2c. Local Browser Storage (chrome.storage.local)

The extension stores the following data locally in your browser. This data never leaves your device except where explicitly noted:

  • ra_device_id — anonymous installation UUID (see §2b above).
  • ra_user_id — your account user ID (only set after sign-in).
  • ra_email — your account email address (only set after sign-in).
  • ra_access_token / ra_refresh_token — Supabase session tokens used to authenticate API requests. Stored locally; not transmitted to third parties.
  • ra_credits_balance — your current analysis credit balance, cached locally for display.
  • ra_analyses — a local cache of up to 200 of your past forensic reports (JSON), stored for offline/history access.
  • ra_dismissed_urls — a list of up to 500 URLs where you have dismissed the Rhetoric Audit pill, so it does not reappear.
  • ra_pending_text / ra_pending_url / ra_pending_title — temporary fields set when you right-click to analyze a text selection. Cleared after the popup reads them.

2d. Data Collected During an Analysis

When you click the Rhetoric Audit icon or use the context menu to analyze an article, the following occurs:

  • Article text extraction — the extension reads the visible text content of the current webpage. Up to 6,000 characters of article text is extracted from the DOM.
  • Transmission to our backend — the extracted article text, the article URL, the page title, your anonymous device ID (ra_device_id), and — if you are signed in — your user ID, are sent over HTTPS to our analysis API at rhetoricaudit.com/api/analyze. Article text is not sent to any third party directly by the extension.
  • AI processing — our backend forwards the article text to OpenRouter for analysis. OpenRouter routes the request to our selected AI model (GPT-4.1 Nano). The article text may be processed by OpenRouter and its underlying model providers subject to their respective data handling policies.
  • Analysis result storage — the resulting forensic report (13 diagnostic metrics in JSON format) is stored in our Supabase database under your account. This includes: the article URL, analysis timestamp, and all 13 metric scores. The raw article text is not stored after the analysis is complete.
  • Credit deduction — one analysis credit is deducted from your account balance per successful analysis.

2e. Usage Data

We collect anonymized usage statistics including feature interactions and error logs to improve the Service. This data is not linked to your identity.

3. How We Use Your Information

We use the information collected solely to:

  • Authenticate your account and maintain your session.
  • Process article text through our AI analysis pipeline and return the forensic report.
  • Store your analysis history so you can revisit past reports in your dashboard.
  • Track and manage your analysis credit balance.
  • Improve the accuracy and performance of analysis outputs.
  • Diagnose technical issues and maintain service reliability.

We do not sell, rent, or share your personal information or analyzed content with third parties for marketing or advertising purposes.

4. Data Storage & Security

Your account data and analysis history are stored in Supabase, a cloud database provider, using Row-Level Security (RLS) — meaning your data is only accessible to your own authenticated session. No other user or administrator can query your analyses directly through the API.

All data in transit is encrypted via HTTPS/TLS. Authentication is handled via Supabase's email-based auth system.

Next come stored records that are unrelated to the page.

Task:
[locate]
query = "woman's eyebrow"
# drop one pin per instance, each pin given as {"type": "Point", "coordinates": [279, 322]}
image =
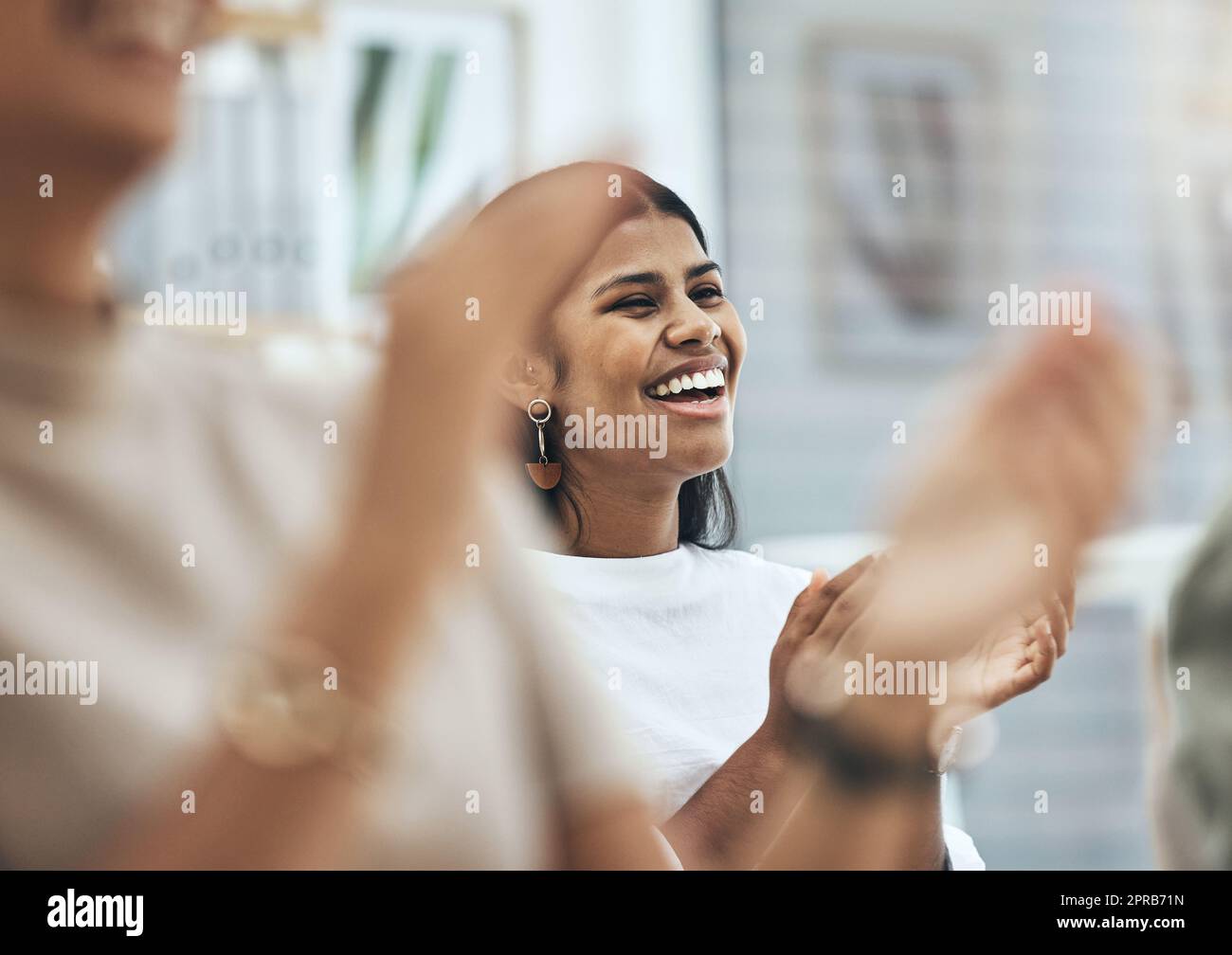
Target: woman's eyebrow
{"type": "Point", "coordinates": [707, 266]}
{"type": "Point", "coordinates": [636, 279]}
{"type": "Point", "coordinates": [653, 278]}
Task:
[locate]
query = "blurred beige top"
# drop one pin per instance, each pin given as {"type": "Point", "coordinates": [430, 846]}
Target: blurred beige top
{"type": "Point", "coordinates": [163, 440]}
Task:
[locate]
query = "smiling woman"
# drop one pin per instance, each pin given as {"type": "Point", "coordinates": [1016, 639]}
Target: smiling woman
{"type": "Point", "coordinates": [652, 267]}
{"type": "Point", "coordinates": [698, 636]}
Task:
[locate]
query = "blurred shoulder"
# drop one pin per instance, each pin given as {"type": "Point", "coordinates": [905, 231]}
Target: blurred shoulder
{"type": "Point", "coordinates": [752, 569]}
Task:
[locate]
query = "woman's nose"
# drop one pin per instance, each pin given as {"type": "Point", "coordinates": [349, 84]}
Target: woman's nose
{"type": "Point", "coordinates": [693, 327]}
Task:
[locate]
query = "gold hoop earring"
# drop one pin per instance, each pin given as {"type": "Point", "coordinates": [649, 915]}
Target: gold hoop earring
{"type": "Point", "coordinates": [545, 475]}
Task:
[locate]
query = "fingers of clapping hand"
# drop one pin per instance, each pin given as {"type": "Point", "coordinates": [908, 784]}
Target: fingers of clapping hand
{"type": "Point", "coordinates": [846, 607]}
{"type": "Point", "coordinates": [817, 599]}
{"type": "Point", "coordinates": [1042, 650]}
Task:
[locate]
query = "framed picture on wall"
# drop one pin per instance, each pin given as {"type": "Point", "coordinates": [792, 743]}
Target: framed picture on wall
{"type": "Point", "coordinates": [906, 188]}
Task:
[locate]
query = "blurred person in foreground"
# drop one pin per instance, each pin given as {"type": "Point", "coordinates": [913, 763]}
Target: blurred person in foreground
{"type": "Point", "coordinates": [304, 692]}
{"type": "Point", "coordinates": [327, 683]}
{"type": "Point", "coordinates": [1191, 701]}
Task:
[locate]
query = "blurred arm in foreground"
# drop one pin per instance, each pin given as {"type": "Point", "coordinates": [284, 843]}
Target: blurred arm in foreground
{"type": "Point", "coordinates": [962, 562]}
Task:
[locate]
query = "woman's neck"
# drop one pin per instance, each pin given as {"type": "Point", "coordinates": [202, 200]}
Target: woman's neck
{"type": "Point", "coordinates": [49, 233]}
{"type": "Point", "coordinates": [620, 523]}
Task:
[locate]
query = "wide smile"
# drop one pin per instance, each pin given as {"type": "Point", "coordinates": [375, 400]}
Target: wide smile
{"type": "Point", "coordinates": [698, 388]}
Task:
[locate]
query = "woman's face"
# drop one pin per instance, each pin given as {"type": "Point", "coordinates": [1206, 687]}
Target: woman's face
{"type": "Point", "coordinates": [645, 331]}
{"type": "Point", "coordinates": [97, 75]}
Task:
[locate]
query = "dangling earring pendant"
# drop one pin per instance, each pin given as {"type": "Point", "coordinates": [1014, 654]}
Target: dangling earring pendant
{"type": "Point", "coordinates": [545, 475]}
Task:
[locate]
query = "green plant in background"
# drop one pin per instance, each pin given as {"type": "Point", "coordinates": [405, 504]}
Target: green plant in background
{"type": "Point", "coordinates": [374, 243]}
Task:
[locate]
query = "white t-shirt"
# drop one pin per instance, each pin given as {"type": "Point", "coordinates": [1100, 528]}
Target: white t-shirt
{"type": "Point", "coordinates": [684, 640]}
{"type": "Point", "coordinates": [159, 442]}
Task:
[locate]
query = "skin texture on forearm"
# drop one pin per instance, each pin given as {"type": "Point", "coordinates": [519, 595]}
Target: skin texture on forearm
{"type": "Point", "coordinates": [718, 827]}
{"type": "Point", "coordinates": [837, 828]}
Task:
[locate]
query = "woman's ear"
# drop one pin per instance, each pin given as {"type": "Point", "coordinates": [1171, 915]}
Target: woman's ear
{"type": "Point", "coordinates": [524, 377]}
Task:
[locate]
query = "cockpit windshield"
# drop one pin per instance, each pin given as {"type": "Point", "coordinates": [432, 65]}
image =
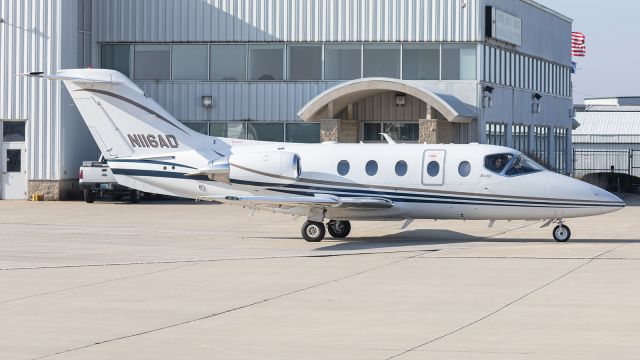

We implement reasonable technical and organizational measures to protect your information against unauthorized access, loss, or misuse. However, no method of transmission over the internet is 100% secure.

5. Data Sharing & Third-Party Services

We do not sell or rent your personal data. The Service shares data with the following third-party providers solely to operate the Service:

  • Supabase — database and authentication provider. Data shared: your email address, hashed password (if using email auth), account user ID, analysis credit balance, and forensic report results (article URL, timestamp, 13 metric scores). Raw article text is never stored in Supabase.
  • OpenRouter — AI model routing service used for analysis processing. Data shared: the extracted article text (up to 8,000 characters) and the article URL. OpenRouter routes this to GPT-4.1 Nano (OpenAI) subject to their respective data handling policies. Your personal identity, email, or device ID is not shared with OpenRouter.
  • Vercel — cloud hosting and edge delivery for the Rhetoric Audit website and API. Data shared: all HTTP requests to rhetoricaudit.com pass through Vercel infrastructure, including standard request metadata (IP address, browser user agent, request path). Vercel may log this data per its own privacy policy.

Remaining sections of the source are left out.